The case, heard in chambers on Wednesday, was postponed by High Court judge Clement Phiri as he was unhappy with the sheriff’s return of service.
Justice Phiri ordered the sheriff to give full details of what happened and who blocked him from serving the summons on Grace. The sheriff will submit an affidavit which will be discussed next week.
Grace (2nd respondent) was sued together with her son Russell Goreraza (1st respondent) and Kennedy Fero (3rd respondent) who, according to court papers, is part of Grace’s security personnel.
Court documents show that Grace placed an order for the ring in Dubai through Thatchfree Investments (Pvt) Ltd, a company owned by Jamal Ahmed.
The expensive ring was meant to be President Robert Mugabe’s 20th wedding anniversary gift to his wife. Grace tried in vain to reverse the purchase by demanding a refund. Ahmed’s lawyers, Beatrice Mtetwa of Mtetwa and Nyambirai Legal Practitioners, yesterday said the case was postponed to next week.
Supporting affidavits by Ahmed’s workers have exposed how Grace, who runs an orphanage and is an activist for children and women’s rights, trampled on children’s rights as she forced them to abandon school.
Sikhathazile Ncube, a domestic worker for Ahmed at 409 Harare Drive in Pomona, revealed that she, alongside her sister who has two school-going daughters, were evicted from the property on October 14. At the time of eviction Ncube was off duty.
“The respondents’ guards, who were now in control of the premises, forbade us to wait at the gate and instructed us to go and wait by the traffic lights at the intersection of Harare Drive and Alpes Road and that they would call upon receiving third respondent’s instructions,” Ncube said.
She said at 10am on October 15, the guards escorted them to the servants’ quarters and directed them to remove their belongings.

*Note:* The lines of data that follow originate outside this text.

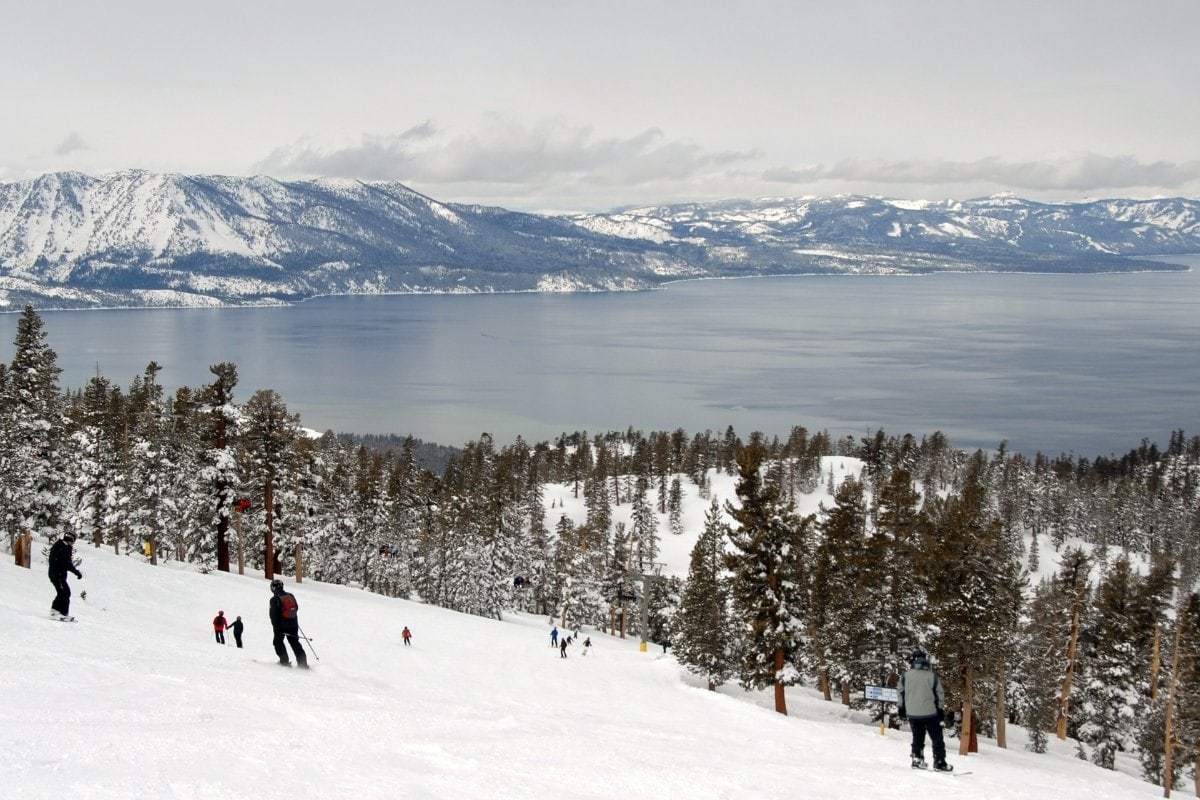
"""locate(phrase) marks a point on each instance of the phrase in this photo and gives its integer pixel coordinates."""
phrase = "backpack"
(288, 606)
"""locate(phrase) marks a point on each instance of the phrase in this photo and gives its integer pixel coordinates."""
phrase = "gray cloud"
(505, 152)
(1077, 173)
(72, 143)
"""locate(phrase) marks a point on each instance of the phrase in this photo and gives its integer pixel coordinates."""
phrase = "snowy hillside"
(137, 701)
(143, 239)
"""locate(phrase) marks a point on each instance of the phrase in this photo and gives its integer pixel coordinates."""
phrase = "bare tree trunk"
(1001, 713)
(1169, 722)
(780, 701)
(822, 667)
(967, 729)
(269, 539)
(1155, 661)
(1065, 697)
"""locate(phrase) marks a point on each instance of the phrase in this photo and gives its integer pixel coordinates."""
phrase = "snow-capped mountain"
(144, 239)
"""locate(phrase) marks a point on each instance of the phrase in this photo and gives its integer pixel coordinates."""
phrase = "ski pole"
(310, 643)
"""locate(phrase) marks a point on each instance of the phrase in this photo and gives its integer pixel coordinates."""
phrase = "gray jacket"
(921, 693)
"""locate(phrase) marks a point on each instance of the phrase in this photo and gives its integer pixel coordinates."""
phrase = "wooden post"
(1065, 697)
(1168, 734)
(966, 733)
(1001, 722)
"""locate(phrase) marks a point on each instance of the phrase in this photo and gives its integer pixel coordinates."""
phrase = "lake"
(1089, 365)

“I have not been allowed on the premises since our enforced eviction and when my sister’s daughter who needed a document that was on the premises with her mother’s property to enable her to write her A (Advanced) level examinations, I was advised I could not enter the premises,” she said.
“The child was escorted by the respondent’s guards to her mother’s quarters, (who) watched over until she found the document and she was escorted to the gate. As my sister had nowhere to leave the Form 3 child, the child was forced to leave school without writing (her) end-of-year examinations.”
Lazarus Manyetera, Ahmed’s gardener, said he was forcibly removed from the home with his wife and two children aged seven and four. His pleas to stay for the night fell on deaf ears.